Impulse response of Butterworth filter

Specific Domains Signal and Image Processing
1

In the following code example, a 6th-order Butterworth filter is defined over 4-50 Hz and the frequency response plotted. How to use DSP.jl to compute the corresponding zero-phase filter time response?
Using filt(fil,ht1) in code example below, it seems to provide the minimum-phase response, while the workaround using ifft and fftshift outputs what I expect but it is rather convoluted.

using DSP, FFTW, Plots

fs = 1000; Δt = 1.0/fs; # sampling frequency [Hz] amd period [s]
fc1, fc2 = 4, 50;  # low-cut / high-cut frequencies [Hz]
order = 6; # Butterworth filter order
fil = digitalfilter(Bandpass(fc1,fc2,fs=fs), Butterworth(order));
Hf = freqz(fil,0:1:200,fs);  # 0-200 Hz response
plot(20*log10.(abs.(Hf)),title="Frequency Response", label="Butterworth 6th order (4-50 Hz)",
     xlabel="Frequency [Hz]", ylabel="Amplitude [dB]")

n = 500;
t = Δt * vec(-n÷2:n÷2-1);

# minimum phase impulse response?
ht1 = [1.0; zeros(n-1,1)];  # impulse at time 0
ht1 = filt(fil,ht1)
ht1 = [zeros(n÷2,1); ht1[1:n÷2]]
plot(t, ht1, title="Impulse Response", label="Min-phase (4-50 Hz)")

# 0-phase filter time response (using ifft)
ht0 = fftshift(ifft(fftshift(abs.(freqz(fil,-n÷2:n÷2-1,fs)))));  # over -250 to +250 Hz
plot(t, real.(ht0), title="0-phase filter Time Response", label="Zero-phase (4-50 Hz)",
     xlabel="Time [s]", ylabel="Amplitude")

Butterworth_6th_order_4_50Hz_frequency_response

Butterworth_6th_order_4_50Hz_min_phase_impulse_response

Butterworth_6th_order_4_50Hz_zero-phase_time_response

Thanks in advance.

2 Likes
2

Try constructing an order-3 filter and then apply it with filtfilt.

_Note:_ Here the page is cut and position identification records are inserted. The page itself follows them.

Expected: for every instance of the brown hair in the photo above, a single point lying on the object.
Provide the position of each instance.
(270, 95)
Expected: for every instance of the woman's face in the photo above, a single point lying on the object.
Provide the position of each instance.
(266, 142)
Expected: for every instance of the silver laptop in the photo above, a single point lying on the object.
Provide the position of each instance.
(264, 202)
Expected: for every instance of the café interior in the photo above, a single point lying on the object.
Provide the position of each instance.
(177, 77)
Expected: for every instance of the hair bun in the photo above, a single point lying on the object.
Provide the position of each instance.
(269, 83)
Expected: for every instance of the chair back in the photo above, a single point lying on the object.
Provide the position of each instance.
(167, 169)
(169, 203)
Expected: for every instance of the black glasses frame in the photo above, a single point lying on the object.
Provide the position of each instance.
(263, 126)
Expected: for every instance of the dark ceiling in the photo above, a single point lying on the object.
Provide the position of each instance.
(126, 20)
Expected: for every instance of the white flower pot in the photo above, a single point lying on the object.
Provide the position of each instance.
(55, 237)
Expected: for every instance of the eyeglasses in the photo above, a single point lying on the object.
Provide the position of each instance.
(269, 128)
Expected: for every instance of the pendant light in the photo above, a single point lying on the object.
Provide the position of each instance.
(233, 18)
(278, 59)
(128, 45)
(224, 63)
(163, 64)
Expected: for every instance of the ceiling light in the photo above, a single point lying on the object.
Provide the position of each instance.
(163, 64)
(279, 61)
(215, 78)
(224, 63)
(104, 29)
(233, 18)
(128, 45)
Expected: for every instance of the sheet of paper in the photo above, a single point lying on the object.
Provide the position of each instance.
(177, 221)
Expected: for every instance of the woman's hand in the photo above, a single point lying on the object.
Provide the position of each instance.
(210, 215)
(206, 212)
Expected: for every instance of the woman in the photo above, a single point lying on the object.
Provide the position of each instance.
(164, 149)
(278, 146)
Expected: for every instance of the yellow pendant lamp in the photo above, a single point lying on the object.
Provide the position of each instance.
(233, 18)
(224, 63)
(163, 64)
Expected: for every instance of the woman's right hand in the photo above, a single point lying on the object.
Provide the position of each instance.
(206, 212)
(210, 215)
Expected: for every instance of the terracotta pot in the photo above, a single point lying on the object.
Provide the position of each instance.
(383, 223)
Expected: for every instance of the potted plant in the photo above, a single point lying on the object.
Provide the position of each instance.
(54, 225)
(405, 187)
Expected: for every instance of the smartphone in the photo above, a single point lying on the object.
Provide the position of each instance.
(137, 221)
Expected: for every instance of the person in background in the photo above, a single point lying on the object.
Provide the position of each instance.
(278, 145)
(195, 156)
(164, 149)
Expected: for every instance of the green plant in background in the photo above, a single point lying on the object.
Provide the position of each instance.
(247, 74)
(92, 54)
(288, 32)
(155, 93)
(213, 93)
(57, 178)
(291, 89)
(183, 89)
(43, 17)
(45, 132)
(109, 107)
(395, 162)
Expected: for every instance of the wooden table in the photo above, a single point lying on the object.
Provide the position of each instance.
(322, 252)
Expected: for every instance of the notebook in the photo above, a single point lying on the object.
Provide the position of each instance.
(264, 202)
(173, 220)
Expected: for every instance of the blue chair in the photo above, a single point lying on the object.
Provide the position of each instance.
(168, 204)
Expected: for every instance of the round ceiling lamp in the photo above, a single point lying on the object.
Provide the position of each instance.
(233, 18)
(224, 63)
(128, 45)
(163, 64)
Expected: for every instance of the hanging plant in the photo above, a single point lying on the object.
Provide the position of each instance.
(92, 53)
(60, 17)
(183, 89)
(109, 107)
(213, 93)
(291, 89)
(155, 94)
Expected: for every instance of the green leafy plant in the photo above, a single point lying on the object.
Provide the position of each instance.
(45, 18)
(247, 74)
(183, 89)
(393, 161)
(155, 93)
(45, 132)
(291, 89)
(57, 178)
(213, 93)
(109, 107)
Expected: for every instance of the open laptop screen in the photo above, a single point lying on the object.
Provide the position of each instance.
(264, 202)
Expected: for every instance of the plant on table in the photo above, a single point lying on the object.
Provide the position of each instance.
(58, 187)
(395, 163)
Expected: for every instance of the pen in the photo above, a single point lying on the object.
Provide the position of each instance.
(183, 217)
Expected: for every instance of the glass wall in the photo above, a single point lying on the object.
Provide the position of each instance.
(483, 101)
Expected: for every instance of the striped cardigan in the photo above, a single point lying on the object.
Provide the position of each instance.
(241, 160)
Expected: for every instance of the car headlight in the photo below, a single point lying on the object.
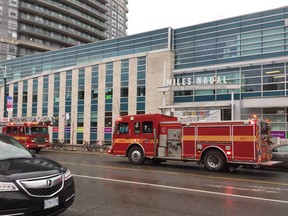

This doubles the order while making the filter zero phase.

3

@mgkuhn, thank you for the feedback. I did not succeed in making DSP filtfilt to work in this case. However, the same principle of filtering in two-passes and flipping in time the first filter output, works if done manually:

t = Δt * vec(-(n-1):n-1);
ht = [zeros(n-1,1); 1.0; zeros(n-1,1)];  # impulse at time 0
fil3 = digitalfilter(Bandpass(fc1,fc2,fs=fs), Butterworth(3));
ht3 = filt(fil3,ht)
ht6 = filt(fil3, reverse(ht3, dims=1))

This approach seems to be more restrictive (even filter order) than the workaround using ifft and fftshift. But I am not a DSP expert, just an interested user. The documentation for DSP.jl would benefit from more examples.

4

Works fine for me (Julia v1.5.3, DSP v0.6.9):

using Plots
using DSP

fs = 1000; Δt = 1.0/fs; # sampling frequency [Hz] amd period [s]
fc1, fc2 = 4, 50;  # low-cut / high-cut frequencies [Hz]
fil3 = digitalfilter(Bandpass(fc1,fc2,fs=fs), Butterworth(3));
n = 500;
ht = [zeros(n-1,1); 1.0; zeros(n-1,1)];  # impulse at time 0
y = filtfilt(fil3, ht);
plot(y)

imp

1 Like
5

Looks good. I had only tested filtfilt with an impulse on first sample: ht = [1.0; zeros(n-1,1)], which seems to chop the signal.